Mix estaba sentado abajo en el salón, estudiando las Páginas Amarillas, aunque hacía ya una hora que debería estar trabajando. Tenía tantos mensajes en el teléfono móvil que los borró todos sin ni siquiera leerlos. Lo ideal sería telefonear a todos esos especialistas en carcoma para averiguar cuál de ellos era el que iba a venir, pero había docenas, por no decir cientos. Hizo un intento de prueba en dos de ellos y hubiera tenido que mantenerse tanto rato a la espera, apretando ahora una tecla y luego otra mientras escuchaba el hilo musical que al final abandonó. Lo único que podía hacer era tomarse el día libre, quedarse allí y abrir personalmente la puerta al empleado. O más bien no abrírsela, decirle que ya no requerían de sus servicios. Si esa tal señora Fordyce o la otra insistían en quedarse, bien podría ser que tuvieran un altercado en el umbral. Mix tenía que evitar de algún modo que eso ocurriera.
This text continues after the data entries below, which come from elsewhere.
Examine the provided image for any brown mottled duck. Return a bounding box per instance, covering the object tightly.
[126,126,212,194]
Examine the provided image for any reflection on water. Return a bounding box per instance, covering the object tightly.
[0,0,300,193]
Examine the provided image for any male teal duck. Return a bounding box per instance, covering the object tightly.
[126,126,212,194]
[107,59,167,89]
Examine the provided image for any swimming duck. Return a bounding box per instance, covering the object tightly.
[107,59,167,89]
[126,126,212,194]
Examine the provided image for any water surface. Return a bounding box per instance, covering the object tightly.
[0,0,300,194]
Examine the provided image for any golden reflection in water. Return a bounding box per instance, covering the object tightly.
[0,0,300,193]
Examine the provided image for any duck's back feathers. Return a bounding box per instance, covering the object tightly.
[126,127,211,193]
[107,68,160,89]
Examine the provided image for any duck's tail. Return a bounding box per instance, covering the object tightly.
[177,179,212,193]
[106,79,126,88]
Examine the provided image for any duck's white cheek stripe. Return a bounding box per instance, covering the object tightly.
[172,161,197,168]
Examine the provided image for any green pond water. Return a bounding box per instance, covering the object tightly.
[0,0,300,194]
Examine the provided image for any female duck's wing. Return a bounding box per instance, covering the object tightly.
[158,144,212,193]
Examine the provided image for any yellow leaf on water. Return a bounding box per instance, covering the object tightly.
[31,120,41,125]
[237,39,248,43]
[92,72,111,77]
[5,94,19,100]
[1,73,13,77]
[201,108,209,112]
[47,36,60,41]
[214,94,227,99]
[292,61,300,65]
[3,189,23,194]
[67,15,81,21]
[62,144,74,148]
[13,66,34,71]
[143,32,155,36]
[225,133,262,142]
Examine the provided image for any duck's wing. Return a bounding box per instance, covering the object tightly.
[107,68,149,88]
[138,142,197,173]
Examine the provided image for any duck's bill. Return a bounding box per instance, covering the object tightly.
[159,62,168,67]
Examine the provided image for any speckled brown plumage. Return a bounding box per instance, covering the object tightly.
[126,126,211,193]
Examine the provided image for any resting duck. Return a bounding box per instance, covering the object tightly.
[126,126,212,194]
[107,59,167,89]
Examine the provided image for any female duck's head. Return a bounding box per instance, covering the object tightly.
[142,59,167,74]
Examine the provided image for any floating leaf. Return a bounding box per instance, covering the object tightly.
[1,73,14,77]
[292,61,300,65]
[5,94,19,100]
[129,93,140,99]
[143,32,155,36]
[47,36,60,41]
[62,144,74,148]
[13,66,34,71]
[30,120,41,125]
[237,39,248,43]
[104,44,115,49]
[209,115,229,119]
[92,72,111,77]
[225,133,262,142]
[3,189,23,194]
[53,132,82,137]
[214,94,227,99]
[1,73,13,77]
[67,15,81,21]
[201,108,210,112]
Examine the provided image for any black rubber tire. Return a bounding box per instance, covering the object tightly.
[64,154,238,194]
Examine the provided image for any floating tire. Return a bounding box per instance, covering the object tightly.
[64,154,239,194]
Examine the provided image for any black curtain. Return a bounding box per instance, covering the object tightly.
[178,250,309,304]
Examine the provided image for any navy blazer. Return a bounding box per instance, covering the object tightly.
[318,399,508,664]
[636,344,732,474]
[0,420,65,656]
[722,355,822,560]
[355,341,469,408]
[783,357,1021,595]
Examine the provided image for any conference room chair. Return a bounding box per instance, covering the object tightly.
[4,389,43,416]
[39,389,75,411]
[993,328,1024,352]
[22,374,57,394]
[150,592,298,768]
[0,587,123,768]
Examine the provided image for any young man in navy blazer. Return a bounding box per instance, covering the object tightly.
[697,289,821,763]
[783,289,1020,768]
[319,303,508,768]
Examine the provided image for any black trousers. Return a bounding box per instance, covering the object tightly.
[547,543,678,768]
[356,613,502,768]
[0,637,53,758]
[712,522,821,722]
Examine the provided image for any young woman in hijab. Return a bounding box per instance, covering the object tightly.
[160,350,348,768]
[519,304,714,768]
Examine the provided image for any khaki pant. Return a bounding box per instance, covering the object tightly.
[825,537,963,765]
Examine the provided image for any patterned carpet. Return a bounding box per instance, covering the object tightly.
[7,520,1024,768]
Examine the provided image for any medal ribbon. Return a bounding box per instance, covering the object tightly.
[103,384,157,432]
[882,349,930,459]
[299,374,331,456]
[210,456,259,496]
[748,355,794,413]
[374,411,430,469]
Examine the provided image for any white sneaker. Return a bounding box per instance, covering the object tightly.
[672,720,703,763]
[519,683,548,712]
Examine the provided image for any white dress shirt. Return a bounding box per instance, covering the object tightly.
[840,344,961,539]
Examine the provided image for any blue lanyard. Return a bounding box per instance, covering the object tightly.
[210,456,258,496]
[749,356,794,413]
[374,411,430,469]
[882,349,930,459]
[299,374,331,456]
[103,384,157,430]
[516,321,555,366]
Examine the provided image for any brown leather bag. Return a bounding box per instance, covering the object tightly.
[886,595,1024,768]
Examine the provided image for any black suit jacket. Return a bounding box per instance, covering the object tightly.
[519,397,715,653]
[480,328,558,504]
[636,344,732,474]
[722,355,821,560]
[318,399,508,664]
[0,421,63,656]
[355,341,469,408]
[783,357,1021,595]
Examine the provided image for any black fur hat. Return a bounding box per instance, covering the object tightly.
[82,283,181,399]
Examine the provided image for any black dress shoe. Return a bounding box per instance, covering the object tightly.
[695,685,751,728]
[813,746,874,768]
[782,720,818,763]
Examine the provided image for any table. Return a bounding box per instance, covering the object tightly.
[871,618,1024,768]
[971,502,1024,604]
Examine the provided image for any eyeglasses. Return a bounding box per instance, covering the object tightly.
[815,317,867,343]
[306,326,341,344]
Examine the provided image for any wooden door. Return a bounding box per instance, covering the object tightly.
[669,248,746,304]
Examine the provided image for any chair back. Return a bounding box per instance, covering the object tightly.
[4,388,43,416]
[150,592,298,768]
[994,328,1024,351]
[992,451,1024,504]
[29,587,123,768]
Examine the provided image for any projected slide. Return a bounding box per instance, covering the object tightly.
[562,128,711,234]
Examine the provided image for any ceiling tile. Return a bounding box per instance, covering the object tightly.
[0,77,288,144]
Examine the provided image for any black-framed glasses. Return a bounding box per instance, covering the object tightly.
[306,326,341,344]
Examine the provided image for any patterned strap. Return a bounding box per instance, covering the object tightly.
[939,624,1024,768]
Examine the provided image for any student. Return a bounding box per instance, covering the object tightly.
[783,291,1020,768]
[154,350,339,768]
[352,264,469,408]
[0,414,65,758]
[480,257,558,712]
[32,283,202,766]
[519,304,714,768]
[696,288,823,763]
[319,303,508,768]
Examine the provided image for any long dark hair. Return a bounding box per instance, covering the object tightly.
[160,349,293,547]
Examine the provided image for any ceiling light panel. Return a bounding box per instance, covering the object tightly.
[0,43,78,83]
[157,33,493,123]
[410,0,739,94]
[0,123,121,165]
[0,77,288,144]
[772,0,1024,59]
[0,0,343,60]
Tendría que llamar a la oficina central y decir que estaba enfermo. El médico vendría durante la tarde y el hombre de la carcoma en cualquier momento. Aquella noche se suponía que iba a tomar una copa con Ed. Si no hubiese accedido a llevarle el té a la vieja Chawcer, no se hubiera enterado de lo del hombre de la carcoma… No soportaba pensar en las consecuencias. Ello lo llevó de nuevo a la habitación donde Danila yacía debajo de las tablas del suelo. Con aquel calor extremo, el olor era aún peor, era asqueroso, como las cosas que se pudren en el fondo de un frigorífico que alguien ha desenchufado. Tuvo ganas de romper una ventana para que se fuera un poco el hedor, pero pensó en el ruido que haría y en el alboroto que provocaría.
Tenía que trasladar el cadáver lo antes posible. En cuanto se hubiera quitado de encima al hombre de la carcoma y se hubieran marchado tanto el médico como esas dos mujeres, lo movería y lo bajaría a rastras por esos cincuenta y dos peldaños. De momento no podía quedarse en su piso, puesto que se encontraba demasiado arriba, demasiado distante. Tenía que asegurarse de oír el timbre de la puerta cuando llegara gente y, de ser posible, situarse allí donde pudiera verlos venir. Cuando ya bajaba y estaba en mitad del tramo embaldosado, oyó que una llave giraba en la cerradura de la puerta principal. La abuela Fordyce o la abuela Winthrop. Era Fordyce, la que tenía las uñas largas y rojas. Mix la oyó subir lenta y ruidosamente las escaleras y se encontraron frente a la puerta del dormitorio de la vieja Chawcer.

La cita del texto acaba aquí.